Now I'll press the M key to go ahead and switch back to the Rectangle Marquee tool. And here in Photoshop CS6, you can change the blend mode of multiple layers at a time like so, just by switching from Normal to Screen. In CS5 and earlier, you're going to have to apply that blend mode to each of the layers independently. All right, now theoretically you'd look over your artwork, make sure you're happy with its appearance. I'm not. Notice here inside the windshield that we have this ridiculous area of cyan over here on a left-hand side, which we're going to address right now, by scrolling down the list until you can see the Car layer and go ahead and click on it to select it. And let's add a new layer by pressing Ctrl+Shift+N or Command+Shift+N on the Mac.

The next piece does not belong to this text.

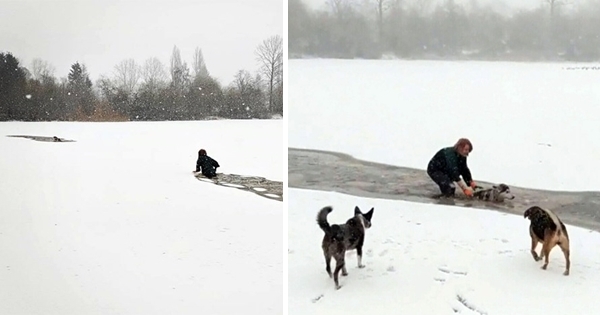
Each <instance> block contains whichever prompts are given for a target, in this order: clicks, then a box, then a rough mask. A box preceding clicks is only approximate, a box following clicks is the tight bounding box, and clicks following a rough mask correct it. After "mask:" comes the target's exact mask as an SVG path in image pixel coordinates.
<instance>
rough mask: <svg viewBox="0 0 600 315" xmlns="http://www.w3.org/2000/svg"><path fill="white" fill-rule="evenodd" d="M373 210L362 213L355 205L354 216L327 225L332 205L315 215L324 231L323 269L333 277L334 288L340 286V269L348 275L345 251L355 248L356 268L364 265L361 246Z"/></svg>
mask: <svg viewBox="0 0 600 315" xmlns="http://www.w3.org/2000/svg"><path fill="white" fill-rule="evenodd" d="M374 210H375V208H371V210H369V212H367V213H362V212H361V211H360V209H359V208H358V207H355V208H354V216H353V217H352V218H350V219H348V220H347V221H346V223H344V224H332V225H329V222H327V215H328V214H329V213H330V212H331V211H333V208H332V207H329V206H328V207H325V208H323V209H321V210H320V211H319V214H318V215H317V223H318V224H319V227H320V228H321V229H322V230H323V232H325V236H323V242H322V244H321V248H322V249H323V255H324V256H325V266H326V268H325V270H327V273H328V274H329V277H330V278H331V277H333V281H334V282H335V288H336V289H339V288H341V286H340V283H339V280H338V275H339V273H340V270H341V271H342V275H343V276H347V275H348V271H347V270H346V261H345V258H346V251H349V250H354V249H356V254H357V258H358V268H364V267H365V266H364V265H363V264H362V247H363V244H364V241H365V231H366V230H367V229H368V228H370V227H371V218H372V217H373V211H374ZM332 257H333V258H334V259H335V271H334V272H333V275H332V273H331V258H332Z"/></svg>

I'll call this layer "windshield" and notice that Use Previous Layer to Create Clipping Mask is already turned on, which is what we want, and that's because this layer is being sandwiched inside of this clipping mask, then click OK. I've already dialed in a color in advance: it's a Hue of 30, a Saturation of 15 and a Brightness of 35%. If you don't see the HSB values then select HSB sliders from the flyout menu. And then go ahead and grab the Gradient tool, which you can get by pressing the G key. You should still have that same foreground to transparent gradient selected. That's definitely what you want, and we want a linear gradient and so forth. I'll go ahead and press the Enter key or the Return key on the Mac in order to accept that change, and now I'll drag across the windshield about like so, in order to fill it with this gradient. That looks awful of course, because not only is the color incredibly ugly, but I'm filling in the headlights and so forth. But that's okay because I've created a path in advance for you.
If you go to the Paths panel, there is that windshield path. Go ahead and click on it to make it active. It's a quite a complicated little path, because I had to select around the windshield wipers, and then go back to the Layers panel, and now let's turn that path into a vector mask by dropping down to the Add Layer Mask icon at the bottom of the panel and Ctrl+Clicking on it here on the PC-- that would be a Command+Click on the Mac. And now I need to change the blend mode assigned to this layer to Multiply in order to create the final effect. And the reason I went, by the way, with this very ugly low-saturation brown was because it's the perfect color to defeat a brightly saturated cyan.
All right, that's it. The final step is to turn on this text layer that I've created for you in advance and that, friends, is how you go about turning a rotten little car, which we can see once again by Alt+Clicking on this eyeball, into a radical fiery muscle car here inside Photoshop.